ANGELES CITY – A retired Australian justice of the peace has sought help from the Australian embassy amid an arrest warrant issued against him last Thursday by the regional trial court here on charges of frustrated rape of a minor which he alleged was a mere extortion attempt by local policemen.
“I now seek from you a more positive intervention at a diplomatic level to have the charges against me dropped and the police who are involved in the setting up and operation of these extortion processes prosecuted,” Dr. Steven Soul, 58, said in his letter to Ambassador Rod Smith.
This, amid reports that several women whose underage children were allegedly being used by some policemen to frame up foreigners for extortion have reportedly volunteered to be under the government’s witness protection program.
“They no longer want to use their minor children to entrap foreigners for extortion. They are supposed to be under the care of the National Bureau of Investigation (NBI) at the Clark Freeport to which they issued a statement implicating some local policemen in extortion activities against foreigners,” said a local politician who asked not to be named.
Soul said a man had submitted to the Australian embassy in Manila some documents substantiating his claim that he was a victim of a frame-up and an extortion attempt.
The STAR source lamented that the NBI has not acted on the allegations against local policemen since the witnesses sought government protection over a month ago.
Soul’s case stemmed from an incident at his apartment in Barangay Malabanias here last Aug. 13 when his former girlfriend arrived with two underage girls unknown to him.
In a report later, police said a team from the provincial investigation and detection office was alerted by the girls’ parents who supposedly got text messages seeking help and identifying Soul’s address.
Police said they allegedly caught Soul and another Australian in the act of attempting to molest one of the girls.
But Soul said he was merely framed up and denied even touching either his former girlfriend or any of the two minors.
Soul said he was detained at a police station where a certain Ranger asked him to shell out P500,000 to settle the case with the girl’s family out of court.
He later relented to pay a reduced sum of P300,000 and arranged with a friend to secretly take video footages of the payoff, but NBI agents allegedly monitored his phone calls and tipped off the police.
The deal, according to Soul, was called off and he was charged in court. He later posted P100,000 bail and left for Australia for fear for his life after subsequent developments supposedly confirmed the involvement of ranking police officers in the alleged frame-up.

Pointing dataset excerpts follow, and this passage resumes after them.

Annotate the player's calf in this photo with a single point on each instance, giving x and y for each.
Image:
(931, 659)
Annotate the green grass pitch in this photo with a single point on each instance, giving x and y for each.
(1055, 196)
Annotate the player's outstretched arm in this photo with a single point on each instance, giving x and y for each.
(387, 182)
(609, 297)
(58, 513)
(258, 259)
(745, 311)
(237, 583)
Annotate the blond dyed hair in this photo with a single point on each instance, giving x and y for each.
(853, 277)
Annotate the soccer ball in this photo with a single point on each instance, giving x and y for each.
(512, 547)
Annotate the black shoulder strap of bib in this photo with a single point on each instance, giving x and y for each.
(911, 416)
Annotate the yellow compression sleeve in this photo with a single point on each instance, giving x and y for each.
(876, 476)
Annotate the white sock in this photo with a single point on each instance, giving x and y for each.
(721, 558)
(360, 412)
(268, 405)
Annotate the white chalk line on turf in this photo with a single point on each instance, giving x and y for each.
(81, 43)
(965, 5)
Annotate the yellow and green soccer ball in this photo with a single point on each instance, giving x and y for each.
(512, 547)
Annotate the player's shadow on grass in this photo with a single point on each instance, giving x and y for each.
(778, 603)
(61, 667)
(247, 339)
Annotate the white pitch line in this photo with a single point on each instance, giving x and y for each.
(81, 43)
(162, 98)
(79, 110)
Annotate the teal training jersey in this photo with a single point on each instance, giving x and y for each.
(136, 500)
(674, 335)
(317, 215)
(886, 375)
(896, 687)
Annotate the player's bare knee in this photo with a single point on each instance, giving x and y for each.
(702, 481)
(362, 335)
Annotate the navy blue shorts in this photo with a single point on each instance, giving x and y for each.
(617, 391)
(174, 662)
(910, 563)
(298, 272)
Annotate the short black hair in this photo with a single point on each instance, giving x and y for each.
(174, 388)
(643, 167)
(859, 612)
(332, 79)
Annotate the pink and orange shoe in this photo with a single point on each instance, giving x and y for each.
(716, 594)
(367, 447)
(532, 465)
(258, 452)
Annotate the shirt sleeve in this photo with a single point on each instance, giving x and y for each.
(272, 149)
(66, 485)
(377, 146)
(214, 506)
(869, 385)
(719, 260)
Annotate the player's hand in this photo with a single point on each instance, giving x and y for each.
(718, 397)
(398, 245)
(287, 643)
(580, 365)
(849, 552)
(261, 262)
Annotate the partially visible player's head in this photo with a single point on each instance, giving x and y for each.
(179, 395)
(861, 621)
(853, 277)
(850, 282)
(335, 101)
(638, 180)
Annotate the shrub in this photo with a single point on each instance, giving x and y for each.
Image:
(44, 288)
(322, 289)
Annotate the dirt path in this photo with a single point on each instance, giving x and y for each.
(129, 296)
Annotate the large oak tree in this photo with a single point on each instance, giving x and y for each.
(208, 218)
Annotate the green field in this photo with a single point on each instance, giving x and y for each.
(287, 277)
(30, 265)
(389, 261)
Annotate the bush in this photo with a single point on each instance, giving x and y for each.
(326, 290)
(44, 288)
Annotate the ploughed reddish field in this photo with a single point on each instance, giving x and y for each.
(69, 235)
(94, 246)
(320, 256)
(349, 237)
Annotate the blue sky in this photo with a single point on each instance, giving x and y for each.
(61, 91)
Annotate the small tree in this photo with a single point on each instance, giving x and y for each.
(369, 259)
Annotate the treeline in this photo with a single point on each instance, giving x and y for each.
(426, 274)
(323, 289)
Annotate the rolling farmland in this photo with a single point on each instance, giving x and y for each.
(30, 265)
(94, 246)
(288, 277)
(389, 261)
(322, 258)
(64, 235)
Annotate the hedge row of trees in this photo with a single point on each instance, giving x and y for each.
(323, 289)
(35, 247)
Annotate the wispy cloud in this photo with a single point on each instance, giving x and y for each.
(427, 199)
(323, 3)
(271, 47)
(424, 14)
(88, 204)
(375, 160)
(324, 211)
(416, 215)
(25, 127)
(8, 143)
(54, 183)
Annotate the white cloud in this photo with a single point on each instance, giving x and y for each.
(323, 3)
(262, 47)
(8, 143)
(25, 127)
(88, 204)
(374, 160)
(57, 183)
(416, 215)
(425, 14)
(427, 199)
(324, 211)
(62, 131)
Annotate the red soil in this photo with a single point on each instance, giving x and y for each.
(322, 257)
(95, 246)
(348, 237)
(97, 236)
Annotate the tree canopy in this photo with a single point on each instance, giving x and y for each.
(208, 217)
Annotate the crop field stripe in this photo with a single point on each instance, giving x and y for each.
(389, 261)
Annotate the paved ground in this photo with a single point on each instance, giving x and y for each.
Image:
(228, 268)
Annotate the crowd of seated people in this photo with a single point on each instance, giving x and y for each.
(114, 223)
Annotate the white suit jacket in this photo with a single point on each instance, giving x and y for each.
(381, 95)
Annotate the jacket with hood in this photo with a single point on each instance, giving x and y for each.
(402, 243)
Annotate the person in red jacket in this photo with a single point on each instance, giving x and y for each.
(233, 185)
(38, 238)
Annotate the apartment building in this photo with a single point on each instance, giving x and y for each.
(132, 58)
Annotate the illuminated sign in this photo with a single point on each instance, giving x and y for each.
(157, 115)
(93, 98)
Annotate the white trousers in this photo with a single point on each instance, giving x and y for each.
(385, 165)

In his letter to the Australian embassy, Soul said, “I believe that your consular officers, and pretty much every other person of note in Angeles, have been aware of the existence and operations of these syndicates and the effect from time to time on Australian expats and tourists.”
An official of the Australian embassy, according to Soul, met recently with Justice Secretary Raul Gonzalez to seek help on his case.
Soul lamented the issuance of the arrest warrant against him, alleging that when he posted P100,000 bail, somebody from the prosecutor’s office asked for an additional P10,000.
“I cannot go back to the Philippines so the warrant does not really worry me and I suspect that the police within this syndicate will have a hard time finding me and killing me in Australia but it is important that others are not subjected to this sort of extortion…,” he said.